When I teach, I frequently discuss temporal based data sets - after all, that's a big piece of what data warehousing and BI is about - Data Over Time. But when examining the database engines ability to "retrieve" specific data sets as a snapshot in time, it seems there is a problem. There appears to be no "consistent" manner in which to retrieve these layers for use by the business. We are left to create physical dimensions and physical fact tables - aggregate our data up to higher levels (to shrink the amount of data) so that joins can execute cleanly and efficiently across information. So why then, after all these years haven't vendors properly implemented the ANSI-SQL-92 standard of "PERIOD"?

Database Vendors, are you listening? There is a serious revenue gain to be had by implementing these feature sets...

First, take a look at the standard defined for ANSI-SQL-92 called "PERIOD" You can find some of the preliminary work here:

http://www.cs.arizona.edu/~rts/sql3.html

And a full research paper here:
http://www-db.deis.unibo.it/~fgrandi/papers/NGITS95.pdf

By the way, speaking of temporally based Data Models, the Data Vault model is based on usable concepts (which most EDW systems are, by using start/end, or begin/end, or effective dates). But that's beside the point.

Now according to the first reference I provided, Oracle 9i and 10g have this capability, as does IBM and a few other vendors. Mr. Snodgrass references slides for Oracle that discuss Oracle's implementation of the temporal components called "Flashback" which once-again (sadly) is for TRANSACTIONAL SYSTEMS ONLY!

Why am I so upset? Well, if database vendors were truly catering to the enterprise data warehouse, they would allow the database architect / data modeler to pre-determine a single field to use as the "PERIOD" field, and end-dates would no longer be needed. They would then implement these components in such a way as to not require "updates" or "deletes" of the information in order to make it accessible to a time-variant query.

"Flashback" from Oracle is extremely powerful; I'm interested in the way the feature set is implemented. IBM's Data Propagator Log entries also appear to be extremely powerful. The problem is again, they are transactional mechanisms that only trigger based on update and delete or DROP TABLE.

These vendors are completely missing the boat in Data Warehousing if they can't bring to the table an ENGINE OPTIMIZED/engine defined temporal notion for enterprise data warehousing models to use.

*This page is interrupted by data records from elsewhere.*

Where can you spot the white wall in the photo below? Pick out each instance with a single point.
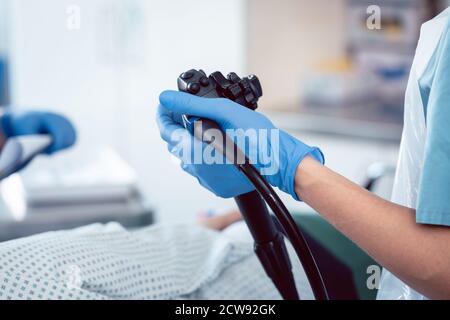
(107, 75)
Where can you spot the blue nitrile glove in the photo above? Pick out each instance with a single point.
(58, 127)
(224, 179)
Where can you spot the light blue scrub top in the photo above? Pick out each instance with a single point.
(433, 206)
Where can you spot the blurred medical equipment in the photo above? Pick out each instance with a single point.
(57, 193)
(18, 152)
(269, 241)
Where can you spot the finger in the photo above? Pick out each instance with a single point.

After all these years, one would think that "temporality of data warehouses" would have been noticed by the engineering staff of database vendors, and that they would have sought out optimizations in the core engine to react to table definitions that are defined by time; and that they would have built a query responsive engine to returning snapshots of data for a specific point in time.

The problem is: we (the implementation specialists and data architects) have had to result to "work-arounds" for all these years. Work-arounds are: put your begin/end dates in your table, when a new image arrives, insert it - then update the old one (end-date it), followed by a query that executes a BETWEEN to get what should be an easy AS OF command.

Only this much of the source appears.